|Linda with Bjorn Gundstrom|
|Comments at the end of the day|
A couple of years ago Lillemor Renhberg from Uppsala University brought a group of researchers to BC and through their visits to schools they learned about the Spiral of Inquiry. This opened up a new network of connections and now the start of NOIIE Sweden.
Earlier this month, Linda and I had the chance over two days to introduce 500 Swedish educators to the Spiral of Inquiry in Hudiksvall, Sweden. We loved the group, the town (especially the white candle lights everywhere) and the connections. We also learned that some English acronyms don't translate perfectly into Swedish. To our great amusement we learned that in Sweden, B.C. is understood as Before Christ, not British Columbia! Nevertheless, the concept of the spiral seems to make sense wherever we go.
One of the educators in Hudiksvall was Ingela Netz. Ingela is not only a passionate principal, she is also an active blogger and twitter user. After the session she wrote a post on her blog and with huge thanks to Mia Moutray from Nechako Lakes School District we share Ingela's observations here:
Swedish article published on January 9 2019 by Ingela Netz
Translated to English by Mia Moutray
The Adventure: The Spiral of Inquiry
This thing with conferences, workshops and professional development for school staff is not easy. What is actually needed in order for a one- or two-day conference will guarantee to return more than acknowledgement, inspiration or provocation in that particular moment? How many times have we all left these thinking that “I’ll do that” but then never get around to it.
The whole point with professional development is that it should generate new, broader or deeper learning which, in turn, leads to positive effects of the core element: our learners’ learning. It, in turn, demands just not inspiration to want a change but also time to reflect about where one is situated in the knowing and understanding, what of one’s understanding needs to be revised as well as reflect on the insight of the importance to gather courage to not just talkdifferently but also dodifferently. One also needs time to think about how to prioritize differently as well as remove hinders that are obstacles of the new or different.

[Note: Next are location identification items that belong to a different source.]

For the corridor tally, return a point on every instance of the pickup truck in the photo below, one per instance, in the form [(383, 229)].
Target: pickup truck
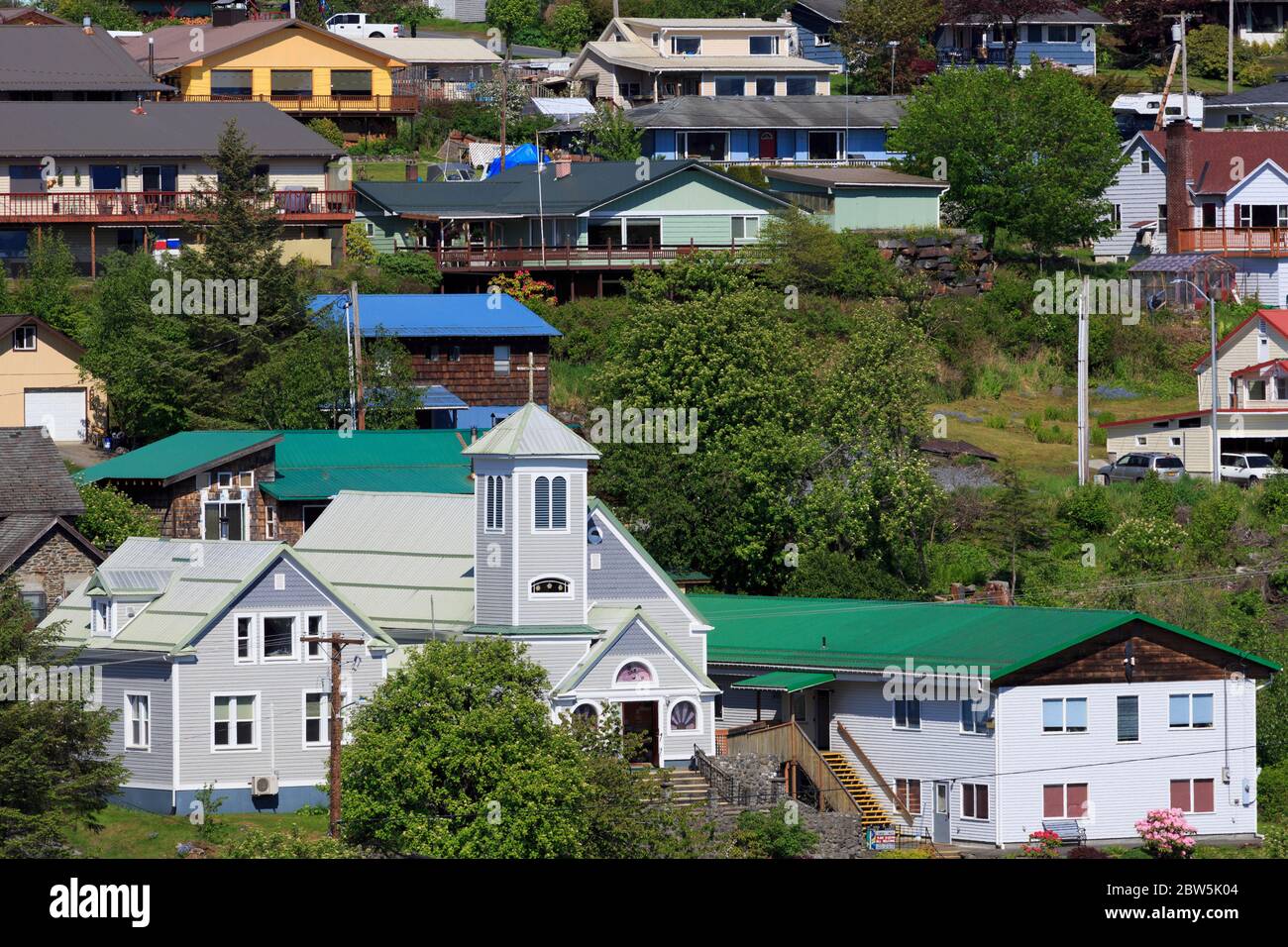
[(1248, 468), (356, 27)]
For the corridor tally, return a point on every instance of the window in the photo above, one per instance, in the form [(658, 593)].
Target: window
[(975, 800), (1128, 719), (230, 82), (552, 585), (745, 227), (317, 718), (138, 720), (351, 81), (278, 637), (295, 84), (907, 714), (314, 651), (634, 673), (235, 722), (1064, 800), (493, 502), (1193, 795), (1064, 715), (909, 791), (1193, 711), (550, 502), (684, 716), (975, 720)]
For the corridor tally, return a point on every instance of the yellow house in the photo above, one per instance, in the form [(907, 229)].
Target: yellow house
[(42, 384), (297, 67)]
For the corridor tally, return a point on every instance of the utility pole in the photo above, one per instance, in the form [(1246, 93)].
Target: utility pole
[(357, 359), (336, 729)]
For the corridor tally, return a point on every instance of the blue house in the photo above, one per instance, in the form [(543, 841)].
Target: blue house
[(772, 129), (475, 354)]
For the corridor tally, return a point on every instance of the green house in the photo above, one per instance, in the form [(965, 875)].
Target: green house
[(861, 198), (583, 209)]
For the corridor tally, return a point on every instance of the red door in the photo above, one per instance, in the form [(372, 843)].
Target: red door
[(768, 146)]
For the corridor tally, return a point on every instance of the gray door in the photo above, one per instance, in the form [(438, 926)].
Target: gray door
[(943, 831)]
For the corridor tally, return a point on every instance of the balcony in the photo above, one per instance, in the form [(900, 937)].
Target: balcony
[(1233, 241), (145, 208), (326, 105)]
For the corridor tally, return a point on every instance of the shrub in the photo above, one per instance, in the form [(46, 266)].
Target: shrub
[(1166, 834)]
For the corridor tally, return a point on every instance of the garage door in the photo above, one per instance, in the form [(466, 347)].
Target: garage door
[(59, 411)]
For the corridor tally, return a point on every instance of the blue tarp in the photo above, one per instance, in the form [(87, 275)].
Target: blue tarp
[(523, 155)]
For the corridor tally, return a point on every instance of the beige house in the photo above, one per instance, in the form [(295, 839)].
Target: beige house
[(42, 384), (638, 60), (1252, 401)]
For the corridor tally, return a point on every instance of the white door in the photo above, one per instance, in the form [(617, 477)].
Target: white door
[(59, 411)]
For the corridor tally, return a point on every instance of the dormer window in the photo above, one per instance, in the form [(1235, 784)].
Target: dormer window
[(550, 502)]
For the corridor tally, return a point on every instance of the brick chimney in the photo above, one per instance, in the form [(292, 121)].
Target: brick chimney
[(1179, 208)]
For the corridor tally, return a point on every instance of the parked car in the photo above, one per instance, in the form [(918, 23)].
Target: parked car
[(1248, 468), (1132, 468), (357, 27)]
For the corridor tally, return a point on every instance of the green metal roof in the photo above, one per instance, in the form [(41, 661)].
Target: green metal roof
[(845, 634), (791, 682)]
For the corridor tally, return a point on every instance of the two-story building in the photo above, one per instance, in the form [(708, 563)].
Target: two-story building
[(300, 68), (639, 59), (110, 175)]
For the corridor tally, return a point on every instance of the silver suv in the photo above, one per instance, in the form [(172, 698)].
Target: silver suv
[(1132, 468)]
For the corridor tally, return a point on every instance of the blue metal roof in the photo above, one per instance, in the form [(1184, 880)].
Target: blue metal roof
[(447, 315)]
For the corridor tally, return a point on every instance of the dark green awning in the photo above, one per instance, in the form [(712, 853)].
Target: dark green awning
[(791, 682)]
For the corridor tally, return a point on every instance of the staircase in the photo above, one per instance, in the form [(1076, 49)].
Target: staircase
[(870, 808)]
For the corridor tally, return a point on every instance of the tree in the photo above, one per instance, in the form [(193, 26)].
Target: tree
[(868, 26), (55, 772), (568, 25), (608, 134), (1031, 154), (111, 517), (1009, 12)]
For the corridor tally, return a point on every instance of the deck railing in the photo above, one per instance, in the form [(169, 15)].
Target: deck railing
[(146, 206)]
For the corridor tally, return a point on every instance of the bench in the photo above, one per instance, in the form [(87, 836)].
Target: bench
[(1069, 830)]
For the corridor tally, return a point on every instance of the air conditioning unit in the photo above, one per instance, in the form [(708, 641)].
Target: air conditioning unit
[(263, 787)]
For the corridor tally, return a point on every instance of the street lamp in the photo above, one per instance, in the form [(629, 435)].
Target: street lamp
[(1216, 436)]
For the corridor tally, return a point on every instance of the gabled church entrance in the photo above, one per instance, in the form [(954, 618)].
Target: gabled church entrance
[(640, 718)]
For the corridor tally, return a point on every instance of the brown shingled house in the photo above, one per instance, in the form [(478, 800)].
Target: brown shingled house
[(40, 548)]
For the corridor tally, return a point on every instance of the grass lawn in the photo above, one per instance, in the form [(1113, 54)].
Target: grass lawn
[(1018, 447), (133, 834)]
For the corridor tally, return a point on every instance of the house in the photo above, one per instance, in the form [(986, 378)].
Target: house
[(1252, 401), (469, 351), (42, 382), (300, 68), (69, 63), (977, 723), (1064, 38), (774, 129), (112, 176), (200, 642), (1222, 193), (271, 484), (639, 59), (861, 198), (40, 547), (595, 217), (438, 68)]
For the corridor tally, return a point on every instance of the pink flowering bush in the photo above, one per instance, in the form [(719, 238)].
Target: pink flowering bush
[(1042, 844), (1166, 834)]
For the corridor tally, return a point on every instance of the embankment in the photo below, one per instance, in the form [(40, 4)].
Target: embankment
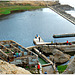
[(63, 14), (19, 6)]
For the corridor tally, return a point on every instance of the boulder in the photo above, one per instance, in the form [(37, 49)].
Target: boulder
[(59, 57), (6, 68)]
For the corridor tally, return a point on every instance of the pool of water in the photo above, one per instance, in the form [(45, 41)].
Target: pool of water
[(23, 26)]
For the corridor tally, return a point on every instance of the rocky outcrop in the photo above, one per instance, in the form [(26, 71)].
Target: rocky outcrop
[(59, 57), (6, 68), (71, 67)]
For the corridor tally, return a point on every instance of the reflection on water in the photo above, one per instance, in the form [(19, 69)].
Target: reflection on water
[(22, 27), (71, 12)]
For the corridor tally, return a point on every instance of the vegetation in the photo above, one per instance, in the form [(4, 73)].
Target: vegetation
[(61, 68), (8, 10)]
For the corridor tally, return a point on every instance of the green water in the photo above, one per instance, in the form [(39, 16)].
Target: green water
[(42, 61)]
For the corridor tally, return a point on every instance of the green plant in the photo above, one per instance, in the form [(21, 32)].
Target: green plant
[(61, 68)]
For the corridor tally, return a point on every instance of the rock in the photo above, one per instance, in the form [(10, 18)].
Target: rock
[(6, 68), (71, 67), (59, 57)]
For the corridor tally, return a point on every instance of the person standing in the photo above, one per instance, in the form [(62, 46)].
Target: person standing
[(51, 42), (38, 67), (8, 58), (39, 39)]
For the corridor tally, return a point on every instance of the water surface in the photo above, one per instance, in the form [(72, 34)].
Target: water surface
[(22, 27)]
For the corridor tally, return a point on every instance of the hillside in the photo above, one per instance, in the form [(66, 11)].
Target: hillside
[(6, 68)]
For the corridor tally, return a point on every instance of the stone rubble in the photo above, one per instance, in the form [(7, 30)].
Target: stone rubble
[(6, 68), (59, 57)]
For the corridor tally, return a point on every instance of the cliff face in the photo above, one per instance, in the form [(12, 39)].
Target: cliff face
[(6, 68)]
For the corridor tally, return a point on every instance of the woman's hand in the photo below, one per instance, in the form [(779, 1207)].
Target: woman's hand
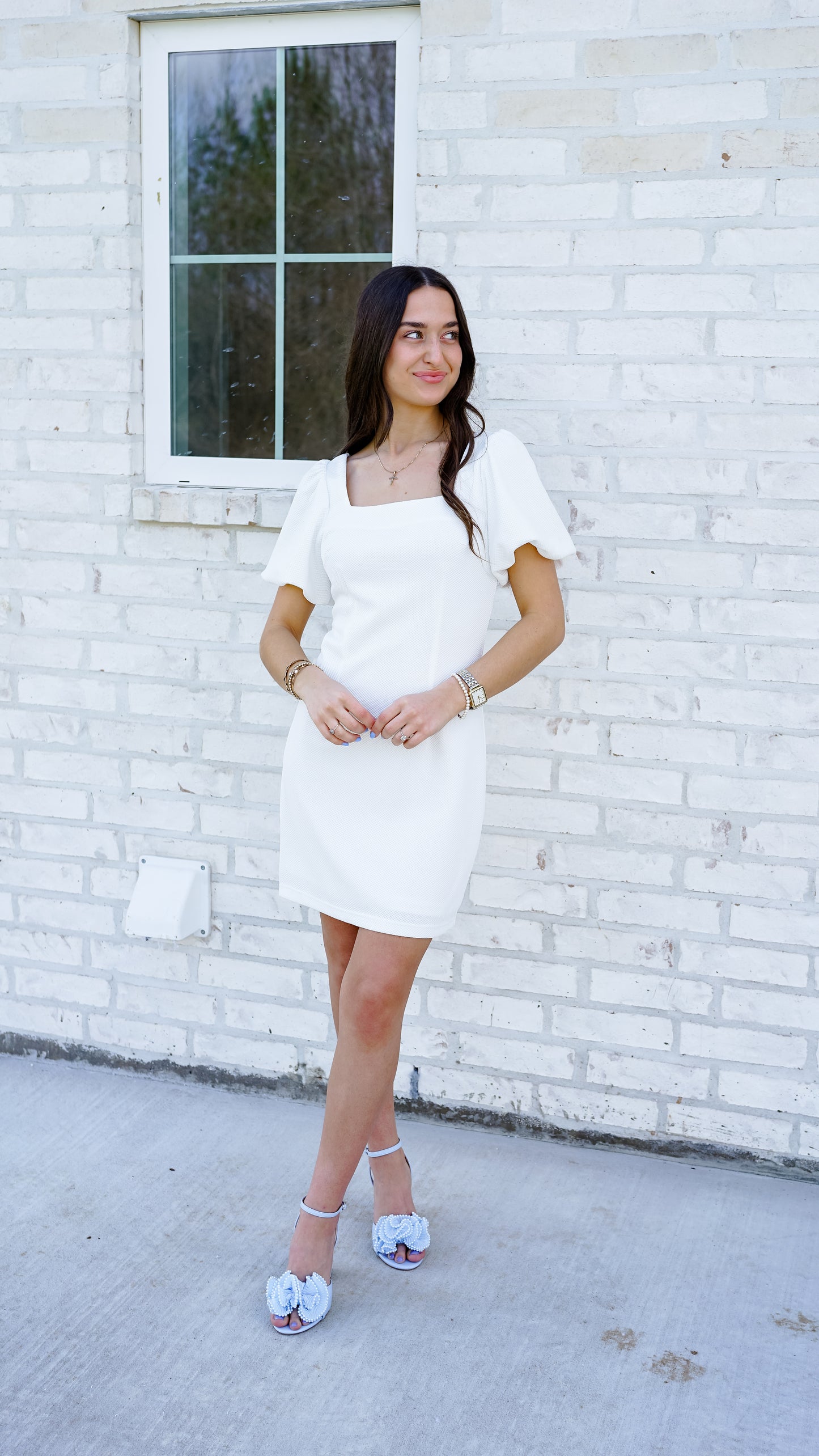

There is also an aspect of “copy and paste” which can make one of the most inspiring methods or ways of working (you know when you leave a conference or workshop feeling how you RIGHT NOW want to implement exactly the same thing in your own learning environment) completely bomb after some poor attempts to copy that strategy or technique in your own setting.
“Inquiry is not an initiative. Inquiry is what great teams do.”
There is no quick fix for school development. There are no right or wrong, nor simple, answers to what educators should do in a particular situation. The simple reason is that every situation is unique. They may seem the same on the surface, but they all evolve in different contexts, with different teachers, with different students, in different learning environments, at different times of the day, with different frameworks, possibilities and solutions. Therefore, it is in that unique context where the answers should be explored and researched, by those who live that context right now.
So why am I on fire from have been to yet another day long conference?
The reason is that Judy Halbert and Linda Kaser have been giving trust and energy to educators, principals, superintendents, and politicians in Hudiksvall (and area). A humble yet determined encouragement to take action to put roles and positions aside and instead all together dig in and explore their own practice with curiousity and honest exploration. Their own practice is the one that is focused on student learning. Where learning happens. It is therefore a hidden call to action to the players in the upper part of the hierarchy to let go of control and to let educators, the ones that interact and work with students daily, gather information, choose focus, reflect on their impact, ask students, explore new ways of working together, try these new ways and then evaluate what happened.
Not all at the same time and definitely not the same way.
Small, thoughtful whirls of research and inquiry spread like rings on the water, make new rings and eventually create movement that actually make changes on a deeper level.
This is what Judy Halbert and Linda Kaser give as well: A steadfast academic base. Deep and wide research in close collaboration with Helen Timperley for several years. One cannot just ignore this kind of thing. Instead, we need to lean on this and feel a deep, warm affirmation that those seemingly small interactions where we speak to and about our learners, how we genuinely believe in their capabilities, and how we let them support our learning through their reflections and experiences of the learning environment, are neither small nor pointless. They in fact determine our direction and the decisions we make on all levels in our education system.
So, a one day conference is a beginning. Little whirls of inquiry are next. A wave of learning environments and networking will follow. The adventure has just begun.